Step-by-step instructions
- Dried shrimp gives this Chinese dish a punch of salty umami flavor. You can find it at an Asian grocery store in the frozen or refrigerated section. Look for small-sized dried shrimp, about a 1/4-inch in size. If you use medium or large dried shrimp, hydrate the shrimp with more water (1 cup for medium-sized shrimp, 1 1/4 cup for large) and for longer time (45 to 60 minutes), then chop it up into smaller 1/4-inch chunks. To make this recipe vegetarian, omit the dried shrimp and use four or five dried shiitake mushrooms, rehydrated, and sliced thin.
- Rehydrate the dried shrimp: Place the dried shrimp in a small bowl and pour the boiling water over it. Cover with a small plate and let sit for 30 minutes so the shrimp can rehydrate. The shrimp will be lighter in color and plump up slightly.
- Prep the cabbage: Meanwhile, split the napa cabbage in half lengthwise. Rinse the cabbage and shake it dry. Cut out the core of the cabbage and discard.

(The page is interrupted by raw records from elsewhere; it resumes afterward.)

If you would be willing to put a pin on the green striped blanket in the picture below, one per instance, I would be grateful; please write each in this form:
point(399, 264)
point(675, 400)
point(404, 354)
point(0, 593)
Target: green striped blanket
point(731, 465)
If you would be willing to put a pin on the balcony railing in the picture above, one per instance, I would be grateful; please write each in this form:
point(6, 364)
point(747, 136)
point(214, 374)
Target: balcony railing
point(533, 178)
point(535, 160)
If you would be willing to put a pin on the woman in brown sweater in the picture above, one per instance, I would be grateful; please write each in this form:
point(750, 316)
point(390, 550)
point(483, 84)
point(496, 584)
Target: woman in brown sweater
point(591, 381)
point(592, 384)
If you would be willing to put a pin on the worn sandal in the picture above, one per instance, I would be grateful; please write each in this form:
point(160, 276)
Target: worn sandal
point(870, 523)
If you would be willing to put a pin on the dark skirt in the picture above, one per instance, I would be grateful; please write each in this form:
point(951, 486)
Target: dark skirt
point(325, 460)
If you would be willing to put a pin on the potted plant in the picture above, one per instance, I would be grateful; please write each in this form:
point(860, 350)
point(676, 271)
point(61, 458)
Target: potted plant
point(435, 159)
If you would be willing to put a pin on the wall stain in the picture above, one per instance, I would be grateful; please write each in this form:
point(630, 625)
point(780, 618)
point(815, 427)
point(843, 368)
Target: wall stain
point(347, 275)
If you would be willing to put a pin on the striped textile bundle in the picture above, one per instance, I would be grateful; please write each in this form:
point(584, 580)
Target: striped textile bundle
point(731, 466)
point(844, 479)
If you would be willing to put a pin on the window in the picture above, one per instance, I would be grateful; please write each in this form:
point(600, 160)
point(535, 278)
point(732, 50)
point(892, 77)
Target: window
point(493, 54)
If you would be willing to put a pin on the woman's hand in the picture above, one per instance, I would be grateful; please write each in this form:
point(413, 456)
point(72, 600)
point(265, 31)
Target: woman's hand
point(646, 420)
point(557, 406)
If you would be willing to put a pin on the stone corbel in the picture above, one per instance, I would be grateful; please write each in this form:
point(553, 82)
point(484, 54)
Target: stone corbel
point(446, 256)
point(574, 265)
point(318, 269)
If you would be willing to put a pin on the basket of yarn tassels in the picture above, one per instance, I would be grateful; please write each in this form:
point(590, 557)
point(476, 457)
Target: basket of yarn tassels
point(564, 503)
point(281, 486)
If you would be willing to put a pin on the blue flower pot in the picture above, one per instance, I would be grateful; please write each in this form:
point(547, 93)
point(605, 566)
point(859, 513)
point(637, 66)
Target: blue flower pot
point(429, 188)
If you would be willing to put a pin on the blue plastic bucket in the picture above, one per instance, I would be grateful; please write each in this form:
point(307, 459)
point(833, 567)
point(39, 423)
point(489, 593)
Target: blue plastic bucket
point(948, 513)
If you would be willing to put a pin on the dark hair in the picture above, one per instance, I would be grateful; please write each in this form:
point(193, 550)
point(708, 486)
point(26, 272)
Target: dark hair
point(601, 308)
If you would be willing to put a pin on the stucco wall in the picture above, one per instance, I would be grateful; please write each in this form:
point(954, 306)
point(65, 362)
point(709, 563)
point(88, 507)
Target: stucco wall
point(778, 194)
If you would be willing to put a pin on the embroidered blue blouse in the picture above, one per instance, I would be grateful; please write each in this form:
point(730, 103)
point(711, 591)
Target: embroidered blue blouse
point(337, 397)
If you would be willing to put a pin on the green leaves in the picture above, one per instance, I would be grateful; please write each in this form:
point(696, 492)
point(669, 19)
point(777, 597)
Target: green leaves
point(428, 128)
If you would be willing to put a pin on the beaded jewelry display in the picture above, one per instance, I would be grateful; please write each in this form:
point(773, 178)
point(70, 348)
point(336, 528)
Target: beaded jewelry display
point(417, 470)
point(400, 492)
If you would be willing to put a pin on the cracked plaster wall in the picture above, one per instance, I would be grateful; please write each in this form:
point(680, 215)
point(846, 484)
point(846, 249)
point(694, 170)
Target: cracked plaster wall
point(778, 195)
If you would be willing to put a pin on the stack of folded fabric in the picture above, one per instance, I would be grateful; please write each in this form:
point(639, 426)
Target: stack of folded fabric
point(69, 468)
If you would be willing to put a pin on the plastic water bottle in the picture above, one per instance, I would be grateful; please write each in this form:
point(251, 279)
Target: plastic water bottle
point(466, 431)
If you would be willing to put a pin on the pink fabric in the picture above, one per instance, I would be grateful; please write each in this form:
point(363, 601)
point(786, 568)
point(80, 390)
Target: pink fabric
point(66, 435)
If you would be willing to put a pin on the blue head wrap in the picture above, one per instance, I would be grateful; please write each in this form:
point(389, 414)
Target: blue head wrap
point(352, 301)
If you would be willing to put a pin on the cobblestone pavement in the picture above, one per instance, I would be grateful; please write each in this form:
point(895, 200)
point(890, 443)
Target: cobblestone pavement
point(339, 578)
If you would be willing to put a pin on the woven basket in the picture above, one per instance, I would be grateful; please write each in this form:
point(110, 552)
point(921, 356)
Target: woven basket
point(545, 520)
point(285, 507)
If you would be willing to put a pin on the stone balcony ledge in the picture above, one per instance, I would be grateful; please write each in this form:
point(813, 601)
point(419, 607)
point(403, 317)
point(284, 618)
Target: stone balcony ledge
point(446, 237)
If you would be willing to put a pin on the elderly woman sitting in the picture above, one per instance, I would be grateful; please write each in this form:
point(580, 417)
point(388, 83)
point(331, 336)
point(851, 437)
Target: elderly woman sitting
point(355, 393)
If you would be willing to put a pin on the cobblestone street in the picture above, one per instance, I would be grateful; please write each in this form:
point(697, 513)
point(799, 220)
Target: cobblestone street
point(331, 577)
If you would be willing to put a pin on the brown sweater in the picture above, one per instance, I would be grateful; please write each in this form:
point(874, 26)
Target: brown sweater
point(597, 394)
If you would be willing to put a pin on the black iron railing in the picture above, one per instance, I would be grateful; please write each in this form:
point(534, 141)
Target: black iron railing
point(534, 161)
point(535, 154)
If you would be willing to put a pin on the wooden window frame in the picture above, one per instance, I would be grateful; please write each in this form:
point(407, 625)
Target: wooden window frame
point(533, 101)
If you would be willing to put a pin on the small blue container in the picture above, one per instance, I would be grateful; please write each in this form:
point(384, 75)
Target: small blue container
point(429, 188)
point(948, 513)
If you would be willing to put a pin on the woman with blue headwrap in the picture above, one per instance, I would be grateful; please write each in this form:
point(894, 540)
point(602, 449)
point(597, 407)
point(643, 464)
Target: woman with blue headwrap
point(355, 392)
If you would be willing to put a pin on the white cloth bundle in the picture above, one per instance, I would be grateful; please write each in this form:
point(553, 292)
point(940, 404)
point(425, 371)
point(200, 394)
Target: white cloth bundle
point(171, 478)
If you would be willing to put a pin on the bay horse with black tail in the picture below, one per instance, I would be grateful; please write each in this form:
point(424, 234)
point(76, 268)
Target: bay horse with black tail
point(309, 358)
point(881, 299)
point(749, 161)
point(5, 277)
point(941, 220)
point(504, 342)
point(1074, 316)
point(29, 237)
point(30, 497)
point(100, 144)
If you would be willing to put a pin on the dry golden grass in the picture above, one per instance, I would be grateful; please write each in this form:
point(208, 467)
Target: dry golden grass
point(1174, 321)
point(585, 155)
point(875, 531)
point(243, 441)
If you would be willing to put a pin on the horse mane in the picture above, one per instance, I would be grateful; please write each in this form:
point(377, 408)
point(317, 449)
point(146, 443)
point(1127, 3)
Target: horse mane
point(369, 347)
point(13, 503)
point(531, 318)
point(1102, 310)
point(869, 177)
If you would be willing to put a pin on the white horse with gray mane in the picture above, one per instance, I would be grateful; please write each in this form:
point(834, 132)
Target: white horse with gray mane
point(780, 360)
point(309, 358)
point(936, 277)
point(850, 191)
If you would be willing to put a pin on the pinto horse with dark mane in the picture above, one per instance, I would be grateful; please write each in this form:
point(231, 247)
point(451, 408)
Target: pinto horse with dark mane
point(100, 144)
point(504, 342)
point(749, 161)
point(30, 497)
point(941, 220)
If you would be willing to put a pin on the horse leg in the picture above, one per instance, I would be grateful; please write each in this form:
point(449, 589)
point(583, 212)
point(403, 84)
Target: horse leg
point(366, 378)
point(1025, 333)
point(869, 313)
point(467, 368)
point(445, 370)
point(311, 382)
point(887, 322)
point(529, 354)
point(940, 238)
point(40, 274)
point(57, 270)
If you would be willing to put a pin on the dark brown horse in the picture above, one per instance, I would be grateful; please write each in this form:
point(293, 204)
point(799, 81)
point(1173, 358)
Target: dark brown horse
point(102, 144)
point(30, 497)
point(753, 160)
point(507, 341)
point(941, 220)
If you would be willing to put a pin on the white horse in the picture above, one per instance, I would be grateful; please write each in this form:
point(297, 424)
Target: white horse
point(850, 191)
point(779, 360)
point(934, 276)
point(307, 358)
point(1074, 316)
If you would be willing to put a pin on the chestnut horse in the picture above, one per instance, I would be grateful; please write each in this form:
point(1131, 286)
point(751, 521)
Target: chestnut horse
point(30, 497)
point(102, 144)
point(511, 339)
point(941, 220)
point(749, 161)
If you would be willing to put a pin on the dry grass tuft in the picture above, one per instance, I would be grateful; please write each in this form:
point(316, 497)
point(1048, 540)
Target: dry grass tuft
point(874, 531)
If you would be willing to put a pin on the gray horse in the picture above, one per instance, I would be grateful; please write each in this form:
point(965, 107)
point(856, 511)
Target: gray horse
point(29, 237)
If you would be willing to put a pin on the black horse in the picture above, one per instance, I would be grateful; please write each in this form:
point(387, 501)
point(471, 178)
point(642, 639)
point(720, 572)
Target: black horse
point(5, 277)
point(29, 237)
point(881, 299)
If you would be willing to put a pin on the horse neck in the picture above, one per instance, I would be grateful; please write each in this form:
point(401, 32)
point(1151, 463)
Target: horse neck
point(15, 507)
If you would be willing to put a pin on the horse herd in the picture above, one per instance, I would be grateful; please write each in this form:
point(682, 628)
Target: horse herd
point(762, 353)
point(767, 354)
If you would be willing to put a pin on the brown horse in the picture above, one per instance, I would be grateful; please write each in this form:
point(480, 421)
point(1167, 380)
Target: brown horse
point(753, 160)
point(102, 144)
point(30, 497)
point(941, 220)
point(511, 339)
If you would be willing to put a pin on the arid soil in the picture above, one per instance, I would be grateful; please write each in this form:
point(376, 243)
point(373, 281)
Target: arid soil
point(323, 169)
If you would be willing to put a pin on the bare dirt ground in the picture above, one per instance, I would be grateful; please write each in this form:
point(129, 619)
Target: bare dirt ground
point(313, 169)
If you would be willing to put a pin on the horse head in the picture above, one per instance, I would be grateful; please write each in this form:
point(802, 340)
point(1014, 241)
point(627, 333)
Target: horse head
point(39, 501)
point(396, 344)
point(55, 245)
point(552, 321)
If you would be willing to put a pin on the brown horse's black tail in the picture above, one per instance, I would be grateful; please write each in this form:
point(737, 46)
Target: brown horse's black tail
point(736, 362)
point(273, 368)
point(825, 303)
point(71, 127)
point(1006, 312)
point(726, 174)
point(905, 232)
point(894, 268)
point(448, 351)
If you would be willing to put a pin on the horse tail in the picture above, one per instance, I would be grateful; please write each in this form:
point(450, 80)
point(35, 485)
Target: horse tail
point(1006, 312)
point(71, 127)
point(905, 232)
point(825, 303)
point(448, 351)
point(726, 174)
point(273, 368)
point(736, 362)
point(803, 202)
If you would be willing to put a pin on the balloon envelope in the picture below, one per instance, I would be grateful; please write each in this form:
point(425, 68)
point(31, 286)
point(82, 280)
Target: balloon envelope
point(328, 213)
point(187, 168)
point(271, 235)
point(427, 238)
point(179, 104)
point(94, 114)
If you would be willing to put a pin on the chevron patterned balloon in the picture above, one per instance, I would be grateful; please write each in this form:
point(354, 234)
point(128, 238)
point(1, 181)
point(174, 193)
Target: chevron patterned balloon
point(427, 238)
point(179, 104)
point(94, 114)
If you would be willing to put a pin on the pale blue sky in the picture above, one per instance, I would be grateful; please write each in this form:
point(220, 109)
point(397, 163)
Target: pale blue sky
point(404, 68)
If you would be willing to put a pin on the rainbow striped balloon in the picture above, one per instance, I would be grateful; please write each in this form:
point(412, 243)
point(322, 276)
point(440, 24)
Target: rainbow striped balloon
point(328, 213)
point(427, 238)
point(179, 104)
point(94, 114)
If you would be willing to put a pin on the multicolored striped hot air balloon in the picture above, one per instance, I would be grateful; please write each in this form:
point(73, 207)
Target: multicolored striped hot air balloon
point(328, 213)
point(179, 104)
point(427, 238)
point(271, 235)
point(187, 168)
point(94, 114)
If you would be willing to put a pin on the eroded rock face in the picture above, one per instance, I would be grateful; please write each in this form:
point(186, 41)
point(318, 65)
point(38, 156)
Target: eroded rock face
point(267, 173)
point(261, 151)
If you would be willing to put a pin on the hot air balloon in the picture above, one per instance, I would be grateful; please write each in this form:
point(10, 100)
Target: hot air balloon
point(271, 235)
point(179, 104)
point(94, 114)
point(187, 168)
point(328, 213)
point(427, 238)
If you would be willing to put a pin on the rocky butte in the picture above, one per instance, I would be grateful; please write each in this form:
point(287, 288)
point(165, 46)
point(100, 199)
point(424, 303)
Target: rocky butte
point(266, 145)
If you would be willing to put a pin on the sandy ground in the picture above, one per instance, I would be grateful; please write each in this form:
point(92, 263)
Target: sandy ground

- Set out two large bowls. Cut the remaining cabbage into 1-inch pieces, putting the thicker white pieces at the bottom of the cabbage into one bowl and the top thinner leafy green pieces into the other bowl.
- Drain the shrimp: Once the shrimp has rehydrated, drain it and discard the liquid.
- Cook the shrimp and cabbage: In a large wok or skillet over high heat add the peanut oil, swirling it around to coat the pan.
- Heat until the oil looks shimmering hot, then carefully add the scallions, ginger, and rehydrated shrimp, paying specially attention as the wet ingredients may cause the hot oil to splatter. Toss with a spatula until the scallions are bright green and the entire mixture is fragrant, about 1 minute.
- Add the thicker white part of the napa cabbage to the pan and lower the heat to medium high. Continue to cook and stir for 3 to 4 minutes, or until the edges of the cabbage pieces start to look slightly translucent but the center of the cabbage pieces are still opaque white.
- Reduce the heat to medium low and add the leafy green pieces of cabbage into the pan. Cook until the leaves are wilted, about 2 minutes.
- Make a cornstarch slurry: In a small bowl, combine the soy sauce, cold water, and cornstarch, stirring to make a slurry. Then pour over the cabbage and continue to cook and stir until a sauce has thickened slightly to the consistency of whole milk.
- Season the stir fry: Season the stir fry with salt and pepper, then taste and add more salt and pepper if you wish. The cabbage will be translucent and silky looking, with specks of dried shrimp all over.
Why this works on a weeknight
Napa Cabbage with Dried Shrimp lands at about 37 minutes total — a little longer than our 30-minute target, but most of that time is hands-off simmering, which is why it earned a spot in our Stir-Fry collection. The technique is forgiving, the ingredient list is grocery-store standard, and the active cooking time is short enough that you can answer a text message in the middle without ruining dinner.
Cleanup notes
This is a single-pan recipe, so the cleanup is exactly one pan, one cutting board, and one knife. While the dish rests, fill the pan with hot soapy water — by the time you are done eating, the residue lifts off with a single pass of a sponge. Skip the steel wool on cast iron; a stiff brush and warm water are all you need to keep the seasoning intact.
Make-ahead and leftovers
Leftovers keep covered in the fridge for up to three days. Reheat in a dry pan over medium-low with a splash of water or stock to loosen the sauce. Napa Cabbage with Dried Shrimp actually improves overnight as the flavors keep talking to each other, so doubling the recipe and packing tomorrow's lunch is a high-leverage weeknight move.